Worf is assigned to help Nikolai guide the Boraalans through the tunnels in the holodeck simulation so they can experience the illusion of journeying to their new home. This is all the better to encourage banal dialogue of sibling disagreements allegedly going back decades but mostly feeling completely invented for right now, considering we've never heard of Nikolai before. The opposing forces of Worf's rigid responsibility versus Nikolai's chaotic spontaneity makes for some dull scenes.
And I've had enough of vague primitive village societies seen through the boring lens of supposed anthropological study. These villagers (which include such spinoff Trek guest stars as Penny Johnson and Brian Markinson) are phoned in as story subjects. Meanwhile, we have all the predictable mechanics involving the holodeck, which, of course, is malfunctioning (introducing a needless problem in need of a solution), so all the malfunctions are explained to the villagers as "omens" and so forth. It's just tedious.

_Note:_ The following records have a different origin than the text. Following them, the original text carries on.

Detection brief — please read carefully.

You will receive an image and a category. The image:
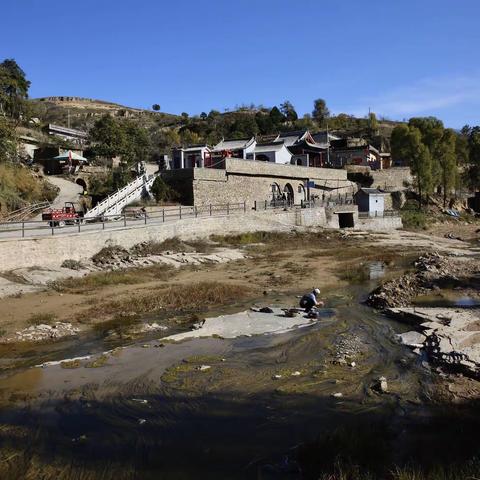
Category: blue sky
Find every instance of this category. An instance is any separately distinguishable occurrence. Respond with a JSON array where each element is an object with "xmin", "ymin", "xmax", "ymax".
[{"xmin": 0, "ymin": 0, "xmax": 480, "ymax": 127}]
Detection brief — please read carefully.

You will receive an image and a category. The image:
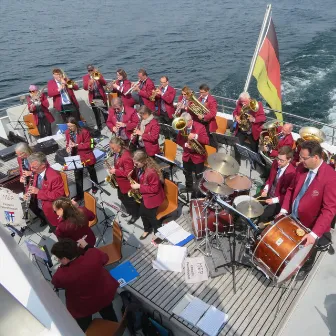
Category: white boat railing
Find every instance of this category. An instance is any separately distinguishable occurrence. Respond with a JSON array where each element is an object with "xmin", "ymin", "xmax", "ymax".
[{"xmin": 0, "ymin": 79, "xmax": 336, "ymax": 145}]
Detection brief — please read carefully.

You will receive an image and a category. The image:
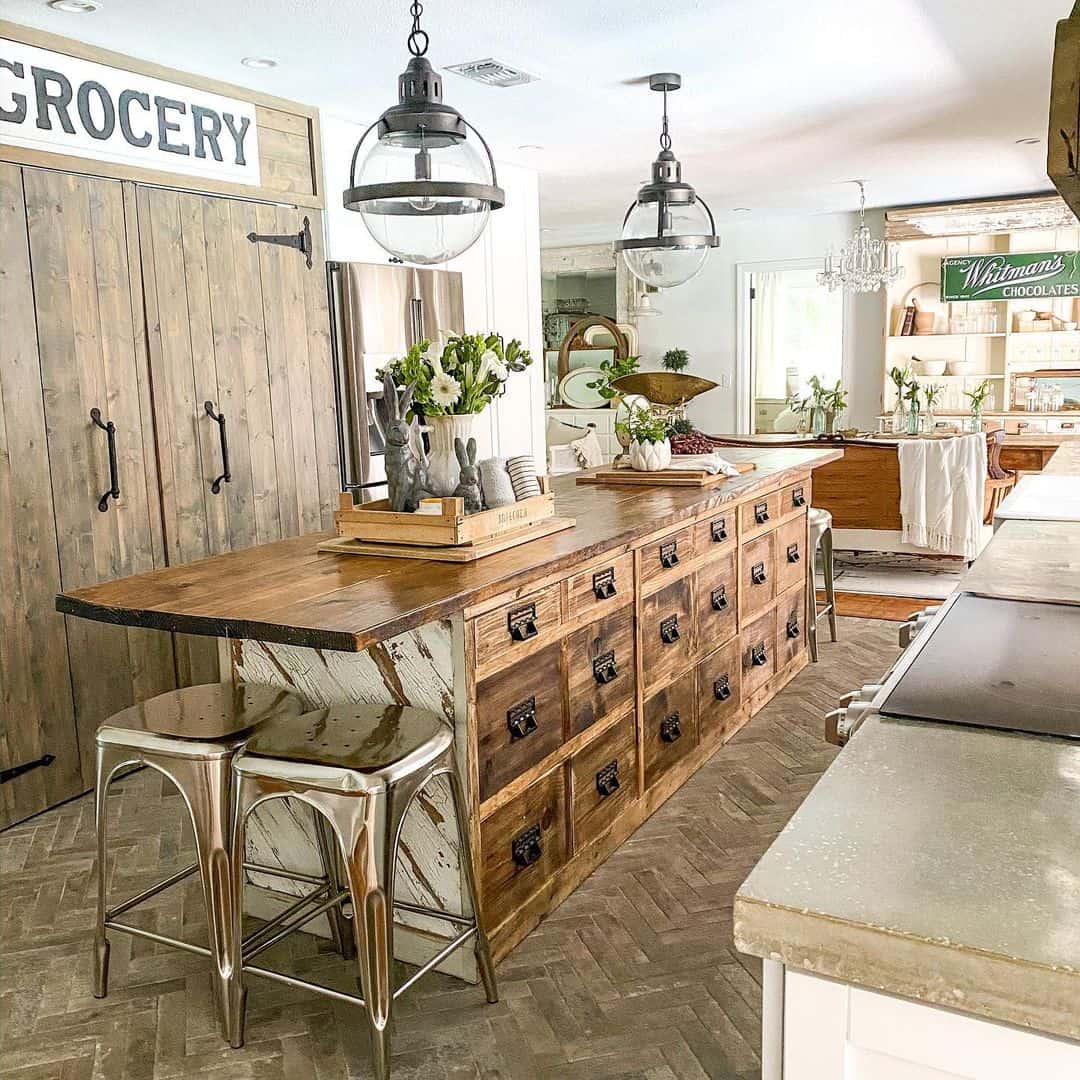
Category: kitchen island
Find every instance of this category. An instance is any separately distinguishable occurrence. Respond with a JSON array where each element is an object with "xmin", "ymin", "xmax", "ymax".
[{"xmin": 56, "ymin": 447, "xmax": 842, "ymax": 977}]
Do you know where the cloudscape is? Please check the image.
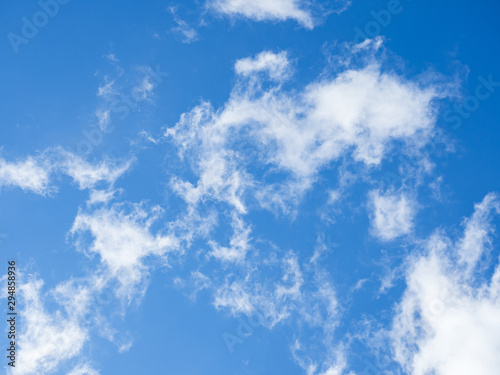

Inevitably, one of the villagers gets out of the holodeck, compounding the problem. At this point I was wondering, why isn't the damn door locked? Why doesn't someone just knock the guy out with a hypospray so he thinks it was all a dream? (For that matter, why not just put the whole village to sleep for the duration of the journey instead of using the holodeck at all?) Instead, people tell him exactly where he is and explain everything and make things worse. Then Crusher says she can't wipe the guy's memory. (Glad we're considering extreme options after having not thought of simple ones first.) Ultimately, the guy kills himself rather than go back to his villagers with knowledge about space and starships and stuff. Picard regretfully muses how he'd hoped maybe this guy could bridge the gap between the Federation and the Boraalans. And I'm thinking: Huh? A few days ago you wanted to wash your hands of this holodeck plan, and now you're willing to contaminate the entire village for an experimental first contact?
And so on. "Homeward" is an unfocused, ponderous, implausible, too-clever-by-half exercise in Prime Directive holodeck tedium, with a needless layer of season seven Family Tree Theater thrown in for no good reason. I wasn't a big fan of "Who Watches the Watchers," but it's a much better examination of the Prime Directive than this.